In December 2022, civil rights organizations, women’s rights advocates, labor unions, and also (perhaps, to some, surprisingly) the U.S. Chamber of Commerce and other leading business organizations celebrated the passage of a major new federal civil rights statute: the Pregnant Workers Fairness Act (PWFA). The PWFA requires that employers provide “reasonable accommodations” for workers affected by a pregnancy, childbirth, or related medical conditions unless doing so would be an “undue hardship.” This standard, borrowed from federal disability law, will help ensure that pregnant workers can receive the support they need at work. It makes good on a simple promise: No one should have to choose between their job and a healthy pregnancy.
Prior Law Frequently Denied Pregnant Workers Accommodations
Each year, about 250,000 pregnant workers make requests for workplace accommodations that are denied. Many simply ask for minor changes to work rules, such as being allowed to sit on a stool, carry a water bottle, have snacks at a workstation, or take extra restroom breaks. Some request to be excused from lifting heavy objects or seek to reduce their exposure to potentially harmful chemicals. Others ask for time off to attend prenatal appointments or for childbirth and postpartum recovery.
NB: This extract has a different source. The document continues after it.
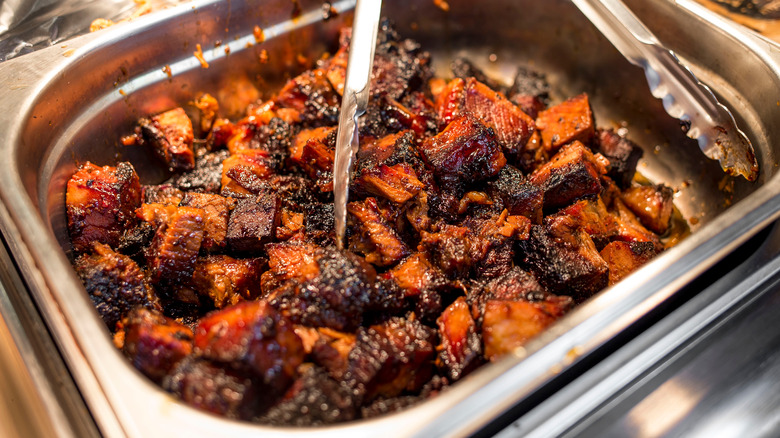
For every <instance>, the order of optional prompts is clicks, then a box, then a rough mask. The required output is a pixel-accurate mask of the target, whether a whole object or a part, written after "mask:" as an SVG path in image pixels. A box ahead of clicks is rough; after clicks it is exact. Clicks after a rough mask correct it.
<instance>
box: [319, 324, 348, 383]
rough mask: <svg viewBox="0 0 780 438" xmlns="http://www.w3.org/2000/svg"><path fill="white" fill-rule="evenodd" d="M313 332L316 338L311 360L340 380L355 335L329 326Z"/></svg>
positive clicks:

In many white-collar and professional workplaces, employees can make such adjustments to their work environment or work time without seeking formal approval, or even conceptualizing the change as an “accommodation.” By contrast, companies often tightly regulate all aspects of low-wage blue-collar, pink-collar, and service work. Thus, even small modifications may require a formal accommodation request.
Prior to the enactment of the PWFA, federal sex discrimination and federal disability laws sometimes required such accommodations, but the standards under these laws were confusing to both employers and workers. In the absence of clear federal guidelines, about half of the states had passed laws that generally required reasonable accommodations for pregnancy, but each was a little different from the next. The result was widespread confusion—and many pregnant workers were fired, forced into unpaid leave, or compelled to quit because they could not get the support they needed.
When pregnant workers lose their jobs, they and their families suffer. More than 40 percent of mothers are the primary or sole breadwinners for their families, and an additional quarter of mothers provide 25 to 49 percent of household income. Pregnant workers who were fired or quit often also lost their employer-provided health insurance, which could mean they would need to pay tens of thousands of dollars in medical expenses associated with childbirth.